Ch. M. Ikram Zahid, Advocate for Respondent.

Date of hearing: 24.11.1996.

JUDGMENT By way of his revision petition, soundness of an order dated 14.3.1996, passed by the learned Presiding Officer, Punjab Labour Court No. 4, Faisalabad, in the course of proceedings of a petition filed under Section 25-A of the Industrial Relations Ordinance, 1969, by one Farukh Sagheer, Sub Engineer, against the 'Authorities' of WASA/FDA, has been called in question. The respondent before the Labour Court, the revision-petitioner here, made a request to the Labour Court for re-examining a witness, RW-1, who was found to have committed errors in making his statement and correction thereof was required, according to the learned counsel for the establishment. Some additional evidence was also intended to be adduced. The learned lower court has observed that there is no provision in law, empowering a court to grant such permission. How can a witness be enabled to amend or modify or improve upon his version? If such practice is allowed, sanctity of the court proceedings will be set at naught and a party desirous of bringing on record certain evidentiary material in accordance with his interests and wishes will get the latitude to make such bids again and again; but such venture obviously would vitiate the whole process, and the other party to the litigation certainly will adversely be affected; and this in turn would entail mis-carriage of justice.
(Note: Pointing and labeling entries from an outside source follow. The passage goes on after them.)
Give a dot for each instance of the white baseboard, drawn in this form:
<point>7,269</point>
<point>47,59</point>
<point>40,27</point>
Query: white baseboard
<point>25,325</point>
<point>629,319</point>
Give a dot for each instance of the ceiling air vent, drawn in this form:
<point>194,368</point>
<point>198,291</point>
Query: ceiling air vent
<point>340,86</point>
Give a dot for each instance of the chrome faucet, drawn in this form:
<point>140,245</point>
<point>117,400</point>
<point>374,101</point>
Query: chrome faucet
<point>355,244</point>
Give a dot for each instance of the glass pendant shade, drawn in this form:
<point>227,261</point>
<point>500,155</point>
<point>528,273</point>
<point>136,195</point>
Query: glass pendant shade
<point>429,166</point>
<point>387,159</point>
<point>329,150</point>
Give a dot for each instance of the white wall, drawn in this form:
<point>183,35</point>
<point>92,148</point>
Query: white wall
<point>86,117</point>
2. The respondent before the Labour Court, in this case, had dosed the evidence, and this must be taken to be a well-considered and a material step, which would leave little room for re-opening of the case. There is provision for production of additional evidence, in appellate court ( Order XLI, rule 27, C.P.C.), as also for re-examination of a witness by the trial court (Order XVIII, rule 17, C.P.C.) These provisions however are quite rarely to be availed of, and only with a view to assist the court in arriving at a correct and just decision and for advancement of ends of fair-play and justice. Such excise has not to be undertaken in routine and in casual fashion When some new evidentiary material, not in existence already, springs up or is discovered at a later stage, and it has absolute relevance to the matter in controversy or when the court finds itself handicapped in certain respects, it is empowered to re-call a witness for re-examination or to call upon the parties to lead more evidence on being moved by a party, or even suo moto.
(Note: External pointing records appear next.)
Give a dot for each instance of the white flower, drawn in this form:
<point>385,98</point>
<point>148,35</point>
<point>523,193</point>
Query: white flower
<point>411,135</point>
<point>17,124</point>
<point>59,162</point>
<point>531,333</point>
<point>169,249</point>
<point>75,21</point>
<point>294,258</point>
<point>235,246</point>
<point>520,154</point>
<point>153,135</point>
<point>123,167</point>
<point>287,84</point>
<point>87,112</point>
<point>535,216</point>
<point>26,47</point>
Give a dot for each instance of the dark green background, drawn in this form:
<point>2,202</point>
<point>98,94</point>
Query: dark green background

3.          It is, however, to be borne in mind that such an eventuality I more the need or requirement of the court, than it is the right or entitlement of a party to the litigation; and the primary object is search for reality, a mission of fact-finding, and objective dispensation of justice, which is the ultimate end of process of court and machinery of administration of justice. Well, all such elements appear to be lacking in the instant case; and no cogent reasons were stated in the court below by the learned counsel for the respondent for grant of the un-usual prayer made there. The employer could cot be allowed to fill up the lacunae or gaps in his evidence, to make amends for his errors and lapses, and to amend or rectify the testimony, which suffers in certain respects. If the statement of a witness of the establishment
was going to prejudice its cause, it had to blame none else but itself, and it could not be helped there. It would of course be open to the learned counsel to furnish an explanation in that regard, in an effort to convince the court, as regards genuineness or correctness of its cause, and about infirmity or un- soundness of the pleas taken up by the official. Request contained in the application under Section 151 C.P.C. had also been made too late in the day, when final arguments in the case before the Labour Court had already been addressed, twice in fact. Copy of the statement of the witness has been tendered, and it is sought to be extensively amended or altered, which incidence would be absolutely odd and un-usual indeed.

4.          The impugned order has been rendered by the learned Presiding Officer of the Labour Court,  on application  of mind,  and on correct appreciation of the question raised before him; and it does not call for any interference. The revision petition has no merit and is hereby dismissed with costs.

(K.A.B)                                                                            Appeal dismissed.